Dubai appeared to avert a major crisis late last year when its oil-rich neighbor, Abu Dhabi, came through with a $10 billion loan to help its government-controlled real estate conglomerate, Dubai World, pay down some of its substantial debt. Then reports surfaced in January that half of the $10 billion actually came from two banks - not the Abu Dhabi government, as Dubai first claimed - raising fresh questions about the true size of the debt and Dubai's ability to repay it. It was estimated in November that total debt owed by the Dubai government and its related entities was roughly $80 billion, but a report in January from the investment bank ESG-Hermes said that it could be as high as $170 billion.
According to the financial research firm CreditSights, U.S. banks are on the hook for about $10 billion of loans in the U.A.E., including Dubai, with Citigroup ($5.9 billion) and JPMorgan Chase ($2.5 billion) owning the bulk of the debt.
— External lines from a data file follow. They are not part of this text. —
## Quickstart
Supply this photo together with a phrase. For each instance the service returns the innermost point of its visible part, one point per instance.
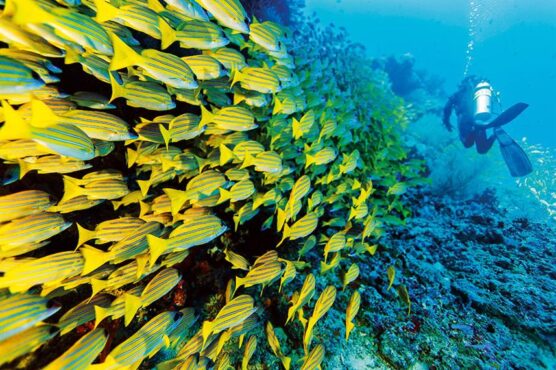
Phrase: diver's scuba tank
(482, 98)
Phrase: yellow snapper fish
(192, 233)
(351, 274)
(142, 94)
(15, 77)
(19, 312)
(258, 79)
(136, 16)
(69, 24)
(164, 67)
(146, 342)
(232, 314)
(96, 125)
(194, 34)
(351, 311)
(109, 231)
(31, 229)
(324, 302)
(302, 228)
(239, 191)
(260, 274)
(235, 118)
(50, 269)
(23, 203)
(21, 148)
(101, 189)
(204, 67)
(314, 358)
(274, 344)
(250, 349)
(129, 247)
(307, 292)
(25, 342)
(64, 139)
(228, 57)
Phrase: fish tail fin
(206, 116)
(296, 128)
(42, 114)
(177, 199)
(309, 160)
(144, 208)
(156, 6)
(206, 330)
(247, 161)
(224, 195)
(72, 57)
(101, 313)
(236, 76)
(97, 286)
(116, 204)
(144, 185)
(285, 235)
(349, 328)
(94, 258)
(71, 190)
(84, 235)
(168, 34)
(277, 107)
(280, 219)
(105, 11)
(166, 134)
(23, 168)
(131, 157)
(124, 55)
(226, 155)
(118, 91)
(14, 126)
(28, 11)
(157, 246)
(239, 282)
(286, 362)
(132, 304)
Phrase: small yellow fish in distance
(229, 13)
(82, 353)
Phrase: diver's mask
(482, 98)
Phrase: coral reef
(168, 225)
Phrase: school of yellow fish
(255, 130)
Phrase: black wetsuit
(469, 133)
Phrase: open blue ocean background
(511, 42)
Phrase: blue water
(514, 46)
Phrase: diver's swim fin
(508, 115)
(515, 157)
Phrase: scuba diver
(472, 104)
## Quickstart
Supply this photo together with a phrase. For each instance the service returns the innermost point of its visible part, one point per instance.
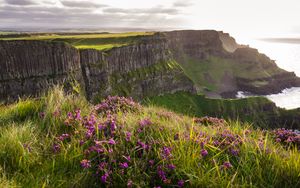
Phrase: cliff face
(30, 67)
(220, 67)
(140, 70)
(161, 63)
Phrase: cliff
(30, 67)
(220, 67)
(137, 70)
(208, 61)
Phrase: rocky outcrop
(151, 66)
(30, 67)
(138, 70)
(249, 70)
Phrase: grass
(258, 110)
(27, 158)
(101, 41)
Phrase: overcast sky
(240, 17)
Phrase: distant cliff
(220, 67)
(209, 61)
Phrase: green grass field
(104, 41)
(48, 142)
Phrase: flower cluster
(287, 136)
(102, 140)
(229, 141)
(209, 121)
(114, 104)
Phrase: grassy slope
(258, 110)
(260, 163)
(216, 68)
(103, 41)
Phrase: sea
(287, 56)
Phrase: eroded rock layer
(161, 63)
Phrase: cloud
(82, 4)
(182, 3)
(154, 10)
(84, 14)
(20, 2)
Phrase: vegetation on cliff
(63, 141)
(260, 111)
(98, 41)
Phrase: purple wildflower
(28, 147)
(204, 152)
(143, 145)
(128, 158)
(171, 167)
(129, 184)
(42, 115)
(128, 136)
(78, 115)
(227, 164)
(111, 141)
(63, 137)
(234, 152)
(180, 183)
(104, 178)
(166, 152)
(56, 148)
(85, 163)
(56, 113)
(161, 173)
(145, 122)
(102, 166)
(151, 162)
(124, 165)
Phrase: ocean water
(286, 56)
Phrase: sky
(257, 18)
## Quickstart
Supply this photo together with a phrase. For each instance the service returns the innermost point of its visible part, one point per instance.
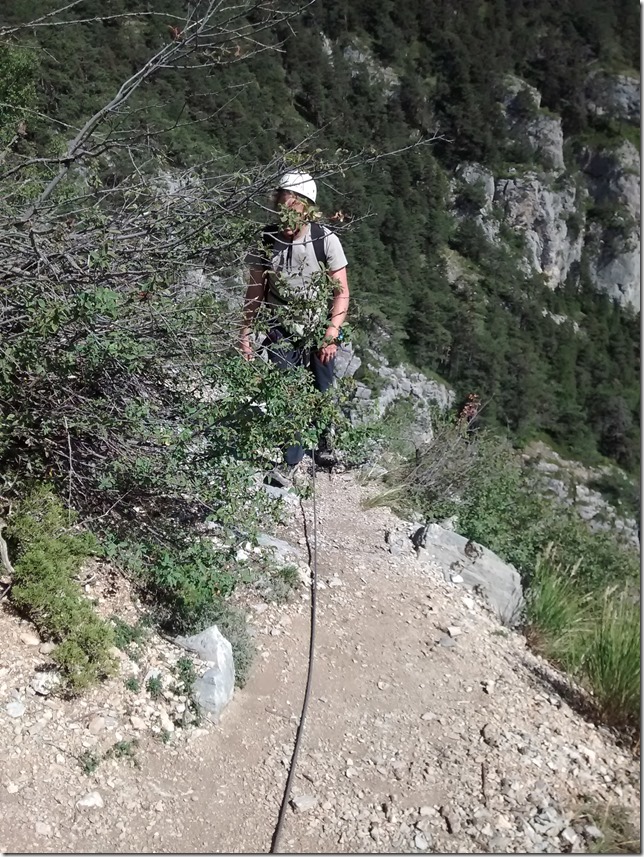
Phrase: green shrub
(47, 559)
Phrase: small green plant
(124, 750)
(48, 556)
(89, 762)
(126, 634)
(620, 832)
(186, 676)
(154, 687)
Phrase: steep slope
(416, 740)
(372, 77)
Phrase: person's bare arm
(252, 302)
(339, 311)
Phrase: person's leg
(323, 375)
(322, 372)
(285, 360)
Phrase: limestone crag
(615, 95)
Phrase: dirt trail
(415, 740)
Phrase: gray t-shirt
(294, 274)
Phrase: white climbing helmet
(300, 183)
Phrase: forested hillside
(378, 76)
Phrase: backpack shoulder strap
(317, 235)
(268, 235)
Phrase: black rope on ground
(309, 677)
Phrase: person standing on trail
(299, 273)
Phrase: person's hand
(245, 348)
(327, 352)
(329, 347)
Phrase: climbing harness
(300, 729)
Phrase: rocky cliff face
(563, 210)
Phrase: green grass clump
(596, 638)
(47, 559)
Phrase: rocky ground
(431, 727)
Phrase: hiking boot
(325, 458)
(280, 477)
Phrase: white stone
(303, 803)
(92, 800)
(15, 708)
(214, 690)
(96, 724)
(44, 683)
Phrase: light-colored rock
(385, 76)
(281, 550)
(44, 683)
(96, 724)
(616, 95)
(15, 708)
(304, 803)
(214, 690)
(541, 213)
(92, 800)
(420, 841)
(614, 180)
(347, 361)
(497, 580)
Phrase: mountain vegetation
(138, 147)
(449, 62)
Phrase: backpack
(270, 233)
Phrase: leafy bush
(47, 560)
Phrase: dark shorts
(285, 356)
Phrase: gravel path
(431, 728)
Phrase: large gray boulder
(498, 581)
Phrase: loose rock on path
(430, 728)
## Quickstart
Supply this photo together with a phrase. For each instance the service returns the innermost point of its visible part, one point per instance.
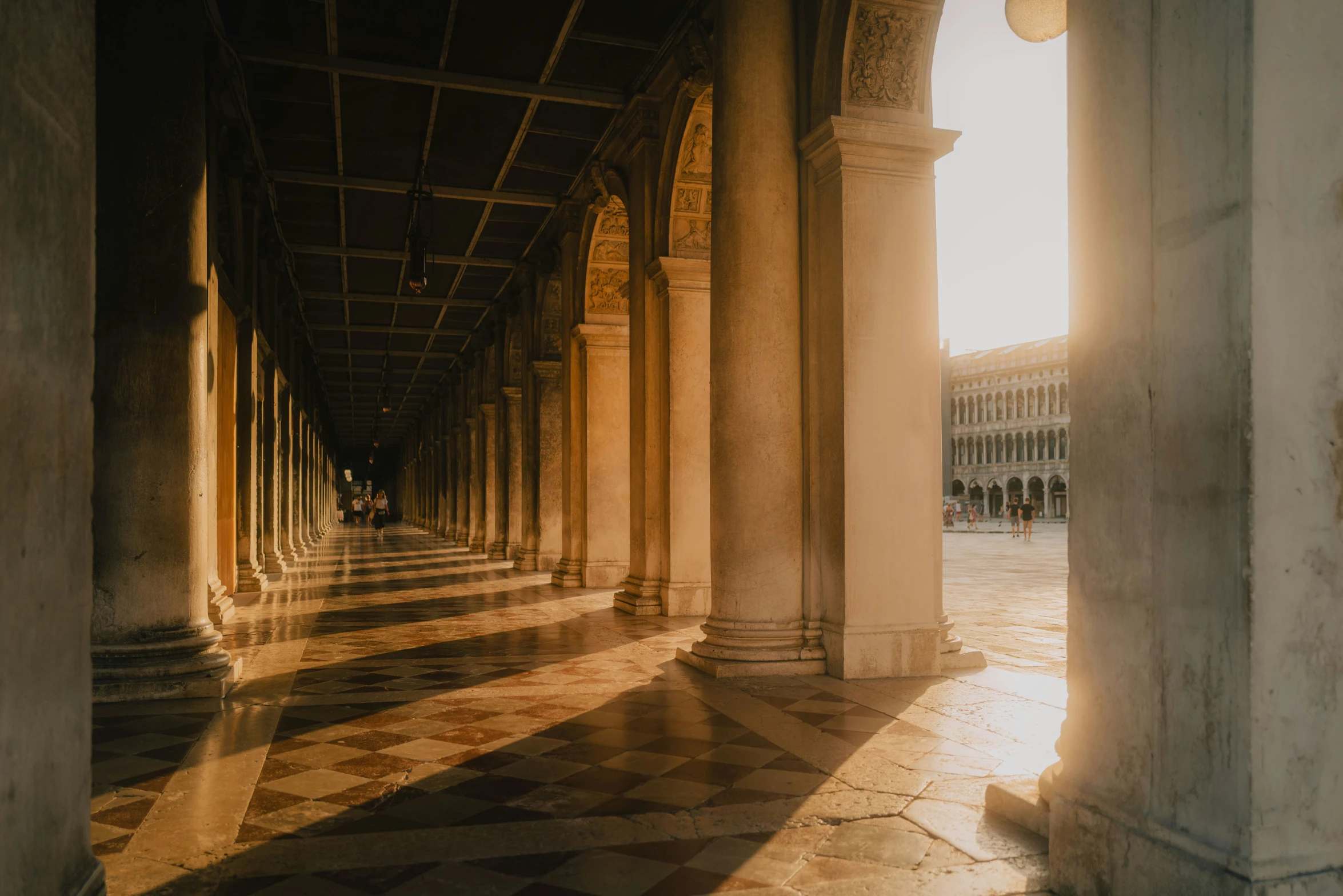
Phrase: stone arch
(606, 285)
(689, 231)
(1036, 488)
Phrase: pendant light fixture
(421, 233)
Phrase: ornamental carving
(887, 57)
(609, 290)
(688, 201)
(611, 250)
(615, 222)
(697, 156)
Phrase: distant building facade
(1010, 429)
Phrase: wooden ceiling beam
(406, 300)
(503, 197)
(397, 255)
(598, 97)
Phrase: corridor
(418, 719)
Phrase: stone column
(542, 484)
(274, 559)
(513, 454)
(151, 632)
(221, 605)
(602, 547)
(285, 475)
(755, 354)
(250, 554)
(477, 483)
(641, 591)
(684, 284)
(490, 485)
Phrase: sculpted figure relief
(887, 57)
(609, 290)
(611, 250)
(615, 222)
(696, 238)
(697, 162)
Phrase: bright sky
(1002, 193)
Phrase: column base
(605, 575)
(274, 566)
(881, 650)
(569, 574)
(250, 577)
(526, 561)
(215, 684)
(164, 665)
(639, 598)
(685, 598)
(749, 668)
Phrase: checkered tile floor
(443, 762)
(664, 868)
(133, 758)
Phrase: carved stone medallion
(887, 55)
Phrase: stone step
(1018, 799)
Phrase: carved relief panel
(609, 262)
(551, 315)
(692, 194)
(888, 59)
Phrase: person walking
(381, 508)
(1028, 515)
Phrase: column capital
(678, 273)
(879, 148)
(548, 371)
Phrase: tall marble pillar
(876, 407)
(151, 630)
(250, 553)
(490, 485)
(548, 546)
(755, 354)
(512, 475)
(271, 483)
(684, 285)
(476, 543)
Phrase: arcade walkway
(417, 719)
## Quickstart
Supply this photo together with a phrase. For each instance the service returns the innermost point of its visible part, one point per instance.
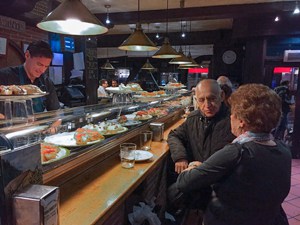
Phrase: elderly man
(205, 131)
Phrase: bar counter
(93, 196)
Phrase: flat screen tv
(58, 59)
(69, 44)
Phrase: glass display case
(59, 127)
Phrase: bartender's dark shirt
(17, 75)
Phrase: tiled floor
(292, 202)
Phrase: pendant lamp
(192, 63)
(148, 66)
(138, 41)
(74, 18)
(166, 51)
(180, 60)
(107, 66)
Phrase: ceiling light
(107, 66)
(74, 18)
(296, 10)
(148, 66)
(107, 21)
(138, 41)
(180, 60)
(166, 51)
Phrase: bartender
(38, 57)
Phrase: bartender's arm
(51, 102)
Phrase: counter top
(92, 196)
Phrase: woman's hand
(181, 165)
(193, 165)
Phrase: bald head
(224, 80)
(209, 97)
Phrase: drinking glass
(146, 140)
(127, 154)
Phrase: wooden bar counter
(94, 196)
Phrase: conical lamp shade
(148, 66)
(138, 41)
(107, 66)
(184, 67)
(72, 17)
(180, 60)
(166, 51)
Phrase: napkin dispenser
(158, 131)
(36, 204)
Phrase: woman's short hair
(258, 105)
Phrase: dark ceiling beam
(200, 13)
(192, 38)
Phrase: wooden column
(253, 71)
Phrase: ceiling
(182, 15)
(192, 16)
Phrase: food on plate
(175, 84)
(134, 87)
(122, 119)
(31, 89)
(142, 115)
(161, 92)
(49, 151)
(157, 112)
(110, 128)
(20, 89)
(84, 135)
(149, 94)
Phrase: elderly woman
(250, 177)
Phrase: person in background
(204, 132)
(38, 57)
(103, 84)
(114, 83)
(284, 93)
(252, 176)
(226, 86)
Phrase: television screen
(58, 59)
(54, 41)
(69, 44)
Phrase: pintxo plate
(141, 155)
(63, 152)
(66, 139)
(22, 97)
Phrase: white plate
(66, 139)
(141, 155)
(61, 154)
(22, 97)
(118, 90)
European banks, led by the U.K.'s Standard Chartered, HSBC, Lloyds and Royal Bank of Scotland, have far greater exposure, having lent more than $87 billion in the U.A.E., according to CreditSights.
Still, with so much uncertainty over the size of Dubai's debt - which includes bonds, off-balance-sheet liabilities, capital-market debt and syndicated loans - analysts say it's hard to get a true handle on banks' exposure. "I don't think we know where all the bodies are buried," says Jeff Saut, the chief investment strategist at Raymond James. "We don't know the full extent of Dubai's debt."
A more immediate concern for U.S. banks is the crisis' potential impact on investment-banking activity. The U.A.E. is the top investment-banking market in the Middle East and by December, investment-banking revenues in the region had shrunk to $50 million, from $200 million six months earlier, according to the data-tracking firm Dealogic. Goldman Sachs, Morgan Stanley, JPMorgan Chase were the top fee-generating U.S. investment banks in the Middle East last year. "There's going to be much less prospect for big-ticket investment-banking deals out there," says David Butter, Middle Eastern Regional Director of Intelligence for the Economist Intelligence Unit.
Dubai World has several prominent U.S. real estate holdings, including the $8.5 billion CityCenter project in Las Vegas; the Mandarin Oriental hotels in New York and a 50 percent stake in the Fontainebleau resort in Miami. If Dubai sold any of the properties, some analysts worry that it could cause prices in the already fragile U.S. CRE market to plunge, further threatening borrowers' ability to repay or refinance their debt. And some U.S. developers are concerned that Dubai's debt issues could impact their ability to get financing for their projects, which are heavily reliant on loans from the same European banks that have heavy exposure in Dubai. Says Conti: "Dubai's debt issues are going to choke off potential proceeds coming back to the U.S."